13KGHT73 Die glanzlose Seite des Schimmer-Effekts
Die glanzlose Seite des Schimmer-Effekts

Die glanzlose Seite des Schimmer-Effekts


Anita, Anil und Gagan üben die gleiche Arbeit aus. Sie sind aber keine Kollegen, vielmehr sind sie Schicksalsgefährten. Die drei gehören zu den vielen Menschen, die in den indischen Bundesstaaten Jharkhand und Bihar das Glimmer-Mineral Mica abbauen. Der Filmautor Brando Baranzelli hat sie getroffen und sich erzählen lassen, wie sie um ihr Auskommen kämpfen.

Seit Anitas Mann bei einem Grubenunglück ums Leben kam, muss sie sich und ihre vier Kinder selbst versorgen. Jeden Tag geht sie zwei Kilometer in der prallen Sonne, um Steine zu sammeln. Wenn ihre Kinder nicht in der Schule sind, begleiten sie Anita und helfen ihr bei der Arbeit. Nach gut drei Stunden ist genug Mica zusammengekommen, damit sich die Familie für den Tag etwas zu Essen kaufen kann.

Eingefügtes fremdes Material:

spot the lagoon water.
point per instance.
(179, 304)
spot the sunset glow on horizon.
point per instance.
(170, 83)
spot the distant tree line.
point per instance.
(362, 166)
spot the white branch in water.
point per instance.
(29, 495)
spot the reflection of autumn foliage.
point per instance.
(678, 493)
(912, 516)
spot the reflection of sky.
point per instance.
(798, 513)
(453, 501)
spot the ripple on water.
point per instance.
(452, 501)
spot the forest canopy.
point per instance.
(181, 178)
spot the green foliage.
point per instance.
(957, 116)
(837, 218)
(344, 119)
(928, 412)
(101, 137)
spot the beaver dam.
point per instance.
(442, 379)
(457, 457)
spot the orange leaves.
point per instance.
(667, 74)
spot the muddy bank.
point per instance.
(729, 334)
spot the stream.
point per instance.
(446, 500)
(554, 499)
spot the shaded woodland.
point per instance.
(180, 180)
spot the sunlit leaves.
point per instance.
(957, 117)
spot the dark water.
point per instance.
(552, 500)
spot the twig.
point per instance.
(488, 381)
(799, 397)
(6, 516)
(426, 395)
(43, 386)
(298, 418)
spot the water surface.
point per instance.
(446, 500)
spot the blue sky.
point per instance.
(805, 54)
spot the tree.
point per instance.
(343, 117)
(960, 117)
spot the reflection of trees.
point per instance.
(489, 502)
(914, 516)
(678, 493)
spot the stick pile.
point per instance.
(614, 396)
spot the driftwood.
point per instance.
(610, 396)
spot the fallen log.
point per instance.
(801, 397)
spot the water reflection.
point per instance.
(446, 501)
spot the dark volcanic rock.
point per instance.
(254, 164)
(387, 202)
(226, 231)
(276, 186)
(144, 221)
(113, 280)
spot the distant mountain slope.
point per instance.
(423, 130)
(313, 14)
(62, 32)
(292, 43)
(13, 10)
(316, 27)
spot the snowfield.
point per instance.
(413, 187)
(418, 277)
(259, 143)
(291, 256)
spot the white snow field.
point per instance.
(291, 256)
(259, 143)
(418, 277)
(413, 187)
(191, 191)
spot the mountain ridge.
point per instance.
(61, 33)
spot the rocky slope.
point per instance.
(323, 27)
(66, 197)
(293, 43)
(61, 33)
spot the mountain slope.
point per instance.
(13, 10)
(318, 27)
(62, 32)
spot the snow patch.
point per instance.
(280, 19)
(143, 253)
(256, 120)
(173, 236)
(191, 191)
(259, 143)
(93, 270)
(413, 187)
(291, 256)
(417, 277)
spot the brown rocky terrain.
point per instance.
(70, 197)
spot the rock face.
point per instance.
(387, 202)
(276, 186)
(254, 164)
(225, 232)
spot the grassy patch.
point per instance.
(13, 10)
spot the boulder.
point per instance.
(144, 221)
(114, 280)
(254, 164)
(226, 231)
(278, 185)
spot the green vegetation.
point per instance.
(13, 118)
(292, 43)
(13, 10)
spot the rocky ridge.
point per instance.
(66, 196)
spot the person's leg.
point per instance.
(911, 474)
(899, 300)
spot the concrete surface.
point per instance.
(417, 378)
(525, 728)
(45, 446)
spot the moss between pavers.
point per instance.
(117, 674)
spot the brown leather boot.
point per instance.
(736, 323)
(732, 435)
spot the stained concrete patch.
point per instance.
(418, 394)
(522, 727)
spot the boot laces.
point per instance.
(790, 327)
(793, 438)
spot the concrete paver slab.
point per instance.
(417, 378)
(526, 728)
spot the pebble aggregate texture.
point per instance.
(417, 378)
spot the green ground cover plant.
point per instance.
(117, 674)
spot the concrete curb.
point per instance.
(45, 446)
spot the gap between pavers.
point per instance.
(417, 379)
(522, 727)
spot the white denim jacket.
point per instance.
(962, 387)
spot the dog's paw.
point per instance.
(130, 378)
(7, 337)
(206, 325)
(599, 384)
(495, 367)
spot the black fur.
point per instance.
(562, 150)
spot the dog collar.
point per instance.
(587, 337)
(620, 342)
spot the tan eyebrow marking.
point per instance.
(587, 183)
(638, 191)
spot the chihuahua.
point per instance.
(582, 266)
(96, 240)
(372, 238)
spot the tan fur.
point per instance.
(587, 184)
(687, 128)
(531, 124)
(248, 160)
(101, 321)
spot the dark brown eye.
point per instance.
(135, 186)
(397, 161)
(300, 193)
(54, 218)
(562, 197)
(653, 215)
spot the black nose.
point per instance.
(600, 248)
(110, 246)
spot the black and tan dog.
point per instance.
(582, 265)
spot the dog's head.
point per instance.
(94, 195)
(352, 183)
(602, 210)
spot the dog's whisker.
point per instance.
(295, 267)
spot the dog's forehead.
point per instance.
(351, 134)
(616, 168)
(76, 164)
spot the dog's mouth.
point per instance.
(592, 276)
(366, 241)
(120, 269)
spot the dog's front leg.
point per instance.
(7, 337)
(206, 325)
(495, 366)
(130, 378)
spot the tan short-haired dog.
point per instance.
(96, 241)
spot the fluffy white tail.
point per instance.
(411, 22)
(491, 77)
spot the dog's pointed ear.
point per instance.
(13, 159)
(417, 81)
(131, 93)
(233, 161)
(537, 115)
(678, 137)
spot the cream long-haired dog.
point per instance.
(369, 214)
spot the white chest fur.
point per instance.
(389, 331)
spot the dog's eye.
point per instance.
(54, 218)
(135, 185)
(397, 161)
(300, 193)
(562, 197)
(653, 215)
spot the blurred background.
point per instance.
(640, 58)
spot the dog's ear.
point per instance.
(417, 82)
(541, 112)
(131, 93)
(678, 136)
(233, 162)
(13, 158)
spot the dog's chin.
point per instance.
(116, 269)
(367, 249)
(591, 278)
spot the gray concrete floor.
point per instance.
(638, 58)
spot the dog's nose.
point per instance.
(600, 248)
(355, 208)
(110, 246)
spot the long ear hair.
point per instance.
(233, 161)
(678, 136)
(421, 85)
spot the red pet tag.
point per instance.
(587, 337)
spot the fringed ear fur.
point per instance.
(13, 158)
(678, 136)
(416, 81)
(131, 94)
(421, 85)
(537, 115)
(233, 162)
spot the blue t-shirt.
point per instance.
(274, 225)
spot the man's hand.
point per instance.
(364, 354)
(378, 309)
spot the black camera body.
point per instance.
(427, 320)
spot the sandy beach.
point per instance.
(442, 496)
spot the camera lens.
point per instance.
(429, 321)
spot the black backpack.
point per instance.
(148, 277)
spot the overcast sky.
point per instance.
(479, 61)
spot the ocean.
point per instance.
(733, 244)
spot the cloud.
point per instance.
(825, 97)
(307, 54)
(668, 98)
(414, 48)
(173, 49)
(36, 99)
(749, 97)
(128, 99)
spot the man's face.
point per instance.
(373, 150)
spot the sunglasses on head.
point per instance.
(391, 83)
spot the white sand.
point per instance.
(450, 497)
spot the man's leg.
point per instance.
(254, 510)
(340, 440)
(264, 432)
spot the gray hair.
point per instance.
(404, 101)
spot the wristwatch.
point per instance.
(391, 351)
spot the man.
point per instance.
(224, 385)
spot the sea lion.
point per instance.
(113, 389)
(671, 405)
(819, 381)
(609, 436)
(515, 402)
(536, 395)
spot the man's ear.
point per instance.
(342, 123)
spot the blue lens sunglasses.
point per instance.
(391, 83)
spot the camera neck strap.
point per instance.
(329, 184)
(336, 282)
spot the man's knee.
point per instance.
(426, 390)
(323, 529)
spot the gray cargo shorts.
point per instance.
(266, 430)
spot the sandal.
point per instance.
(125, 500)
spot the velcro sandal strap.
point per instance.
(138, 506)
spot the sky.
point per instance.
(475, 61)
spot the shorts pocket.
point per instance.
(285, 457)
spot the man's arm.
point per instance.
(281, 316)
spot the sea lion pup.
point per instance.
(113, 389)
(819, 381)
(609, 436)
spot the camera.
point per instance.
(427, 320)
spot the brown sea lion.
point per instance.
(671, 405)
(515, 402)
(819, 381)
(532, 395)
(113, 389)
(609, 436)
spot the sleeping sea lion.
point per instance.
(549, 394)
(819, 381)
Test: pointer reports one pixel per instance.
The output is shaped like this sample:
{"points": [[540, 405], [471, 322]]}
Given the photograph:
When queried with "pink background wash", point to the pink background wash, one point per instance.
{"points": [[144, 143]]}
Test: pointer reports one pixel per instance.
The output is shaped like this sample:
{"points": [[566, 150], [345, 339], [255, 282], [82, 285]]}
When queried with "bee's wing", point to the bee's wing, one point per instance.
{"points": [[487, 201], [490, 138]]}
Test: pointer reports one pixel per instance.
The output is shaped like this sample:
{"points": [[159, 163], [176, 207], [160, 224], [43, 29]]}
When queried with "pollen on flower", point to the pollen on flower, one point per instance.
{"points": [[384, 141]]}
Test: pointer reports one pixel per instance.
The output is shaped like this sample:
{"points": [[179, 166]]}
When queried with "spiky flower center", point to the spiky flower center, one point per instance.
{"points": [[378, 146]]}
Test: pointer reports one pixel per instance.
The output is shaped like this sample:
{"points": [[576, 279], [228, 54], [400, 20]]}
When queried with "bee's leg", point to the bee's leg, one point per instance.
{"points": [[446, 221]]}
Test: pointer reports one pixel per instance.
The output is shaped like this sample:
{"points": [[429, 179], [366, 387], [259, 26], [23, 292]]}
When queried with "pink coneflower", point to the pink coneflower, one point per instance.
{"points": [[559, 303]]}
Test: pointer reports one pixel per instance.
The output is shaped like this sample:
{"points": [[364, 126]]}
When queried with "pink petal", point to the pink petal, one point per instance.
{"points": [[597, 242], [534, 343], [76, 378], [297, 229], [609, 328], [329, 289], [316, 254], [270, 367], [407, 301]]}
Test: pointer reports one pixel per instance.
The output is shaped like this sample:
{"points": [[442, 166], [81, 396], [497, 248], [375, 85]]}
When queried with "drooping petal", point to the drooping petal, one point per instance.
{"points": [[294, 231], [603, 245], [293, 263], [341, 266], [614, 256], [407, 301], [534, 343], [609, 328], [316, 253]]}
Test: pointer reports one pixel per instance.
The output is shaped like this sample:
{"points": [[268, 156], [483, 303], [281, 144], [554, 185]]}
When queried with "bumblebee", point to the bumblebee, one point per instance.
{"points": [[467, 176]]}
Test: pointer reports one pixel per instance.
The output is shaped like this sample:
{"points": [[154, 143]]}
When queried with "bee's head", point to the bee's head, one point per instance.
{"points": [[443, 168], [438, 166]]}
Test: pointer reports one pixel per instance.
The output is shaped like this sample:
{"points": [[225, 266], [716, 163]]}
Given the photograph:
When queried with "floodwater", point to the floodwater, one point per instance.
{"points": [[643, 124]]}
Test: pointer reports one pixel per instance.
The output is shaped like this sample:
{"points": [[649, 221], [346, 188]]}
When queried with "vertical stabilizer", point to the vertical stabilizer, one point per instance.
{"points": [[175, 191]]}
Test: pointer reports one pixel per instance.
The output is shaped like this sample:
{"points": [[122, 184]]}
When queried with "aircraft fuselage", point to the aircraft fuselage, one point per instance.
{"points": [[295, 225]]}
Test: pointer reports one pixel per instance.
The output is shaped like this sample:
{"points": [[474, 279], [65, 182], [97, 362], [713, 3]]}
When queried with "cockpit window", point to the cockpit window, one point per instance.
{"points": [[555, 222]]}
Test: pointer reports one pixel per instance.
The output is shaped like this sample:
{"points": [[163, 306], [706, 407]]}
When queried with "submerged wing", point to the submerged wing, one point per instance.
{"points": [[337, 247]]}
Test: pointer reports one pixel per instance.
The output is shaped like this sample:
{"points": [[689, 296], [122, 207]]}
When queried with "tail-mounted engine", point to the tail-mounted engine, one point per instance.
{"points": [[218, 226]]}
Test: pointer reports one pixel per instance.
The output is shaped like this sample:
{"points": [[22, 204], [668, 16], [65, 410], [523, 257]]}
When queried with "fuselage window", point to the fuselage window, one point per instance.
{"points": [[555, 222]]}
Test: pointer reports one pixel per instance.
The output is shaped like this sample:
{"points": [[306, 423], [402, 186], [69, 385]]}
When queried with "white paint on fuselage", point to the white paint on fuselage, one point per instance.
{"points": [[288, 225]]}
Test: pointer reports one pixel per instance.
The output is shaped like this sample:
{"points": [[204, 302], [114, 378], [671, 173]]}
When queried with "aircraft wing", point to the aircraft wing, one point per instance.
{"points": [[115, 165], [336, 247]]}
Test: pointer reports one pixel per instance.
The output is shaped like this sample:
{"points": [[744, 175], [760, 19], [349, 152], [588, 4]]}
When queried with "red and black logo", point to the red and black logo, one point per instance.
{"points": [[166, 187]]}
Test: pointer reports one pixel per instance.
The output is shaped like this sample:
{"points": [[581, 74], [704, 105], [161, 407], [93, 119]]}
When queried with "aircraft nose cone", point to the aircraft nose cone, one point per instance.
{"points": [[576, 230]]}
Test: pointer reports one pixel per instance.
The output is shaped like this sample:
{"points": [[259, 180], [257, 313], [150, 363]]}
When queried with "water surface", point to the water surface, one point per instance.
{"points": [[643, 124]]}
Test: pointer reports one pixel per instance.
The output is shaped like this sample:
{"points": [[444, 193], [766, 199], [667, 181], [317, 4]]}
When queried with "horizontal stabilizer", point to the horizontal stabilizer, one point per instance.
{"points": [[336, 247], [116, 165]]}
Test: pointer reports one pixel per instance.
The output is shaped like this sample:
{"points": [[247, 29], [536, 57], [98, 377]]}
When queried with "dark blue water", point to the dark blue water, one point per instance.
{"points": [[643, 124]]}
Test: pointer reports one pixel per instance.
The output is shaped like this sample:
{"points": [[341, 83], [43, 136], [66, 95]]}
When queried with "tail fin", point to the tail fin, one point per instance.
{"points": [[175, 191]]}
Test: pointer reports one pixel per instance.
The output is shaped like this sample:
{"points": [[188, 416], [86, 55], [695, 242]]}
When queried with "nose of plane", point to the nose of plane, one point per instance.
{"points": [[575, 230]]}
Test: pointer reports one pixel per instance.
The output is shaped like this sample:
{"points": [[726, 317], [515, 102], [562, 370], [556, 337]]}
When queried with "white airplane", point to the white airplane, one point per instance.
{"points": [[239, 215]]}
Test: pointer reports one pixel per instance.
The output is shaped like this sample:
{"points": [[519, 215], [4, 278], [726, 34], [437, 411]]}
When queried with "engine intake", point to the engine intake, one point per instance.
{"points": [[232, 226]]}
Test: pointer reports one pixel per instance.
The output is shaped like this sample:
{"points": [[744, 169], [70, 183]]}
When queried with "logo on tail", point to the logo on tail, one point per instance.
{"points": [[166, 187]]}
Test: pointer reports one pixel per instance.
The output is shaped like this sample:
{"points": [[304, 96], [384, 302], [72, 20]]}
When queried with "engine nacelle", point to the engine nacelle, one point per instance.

Auch Anil ernährt seine Familie mit dem Abbau der Mineralien. Früher war er Landwirt, doch durch die Dürre und den Klimawandel ist der Boden seines Landes unbrauchbar geworden. Nun verdient er durch den Verkauf von Mica umgerechnet zwischen 3,80 EUR und 5,00 EUR pro Tag.

Der achtjährige Gagan geht jeden Sonntag um 6.00 Uhr zur Mine, auf der Suche nach Mica. Er tut es nicht gern, aber von dem Geld, dass er dadurch verdient, kann er sich Stifte und Hefte für die Schule kaufen.

Die glanzvollen Endprodukte, in denen das Mineral steckt, für welches Anita, Anil und Gagan hart arbeiten, verwenden wir nahezu täglich. Das sollte Anlass genug sein, sich einmal damit zu befassen, was hinter dem Geschäft mit Mica steht.

 

Was ist Glimmer?

Dass die Hügel in Jharkhand in der Sonne glitzern, liegt an Mineralien in der Erde. Die Glimmer-Mineralien zählen zur Gruppe der Silikate und sind Bestandteil von verschiedenen Gesteinsarten; sie kommen beispielsweise auch in Schiefern, Sandsteinen oder Graniten vor. Der englische Name Mica leitet sich aus dem Lateinischen ab und bedeutet soviel wie „glitzern“ (micare) oder auch „Krümchen“; bekannt ist der Stein auch als Muskovit oder Kaztensilber. Abgebaut wird er vor allem in Indien, China und den USA, wobei Indien der Hauptexporteur ist. Über 30 % des Glimmers, den Europa bezieht, stammt aus Indien. In Deutschland kommen mehrere Container mit Mica pro Woche an.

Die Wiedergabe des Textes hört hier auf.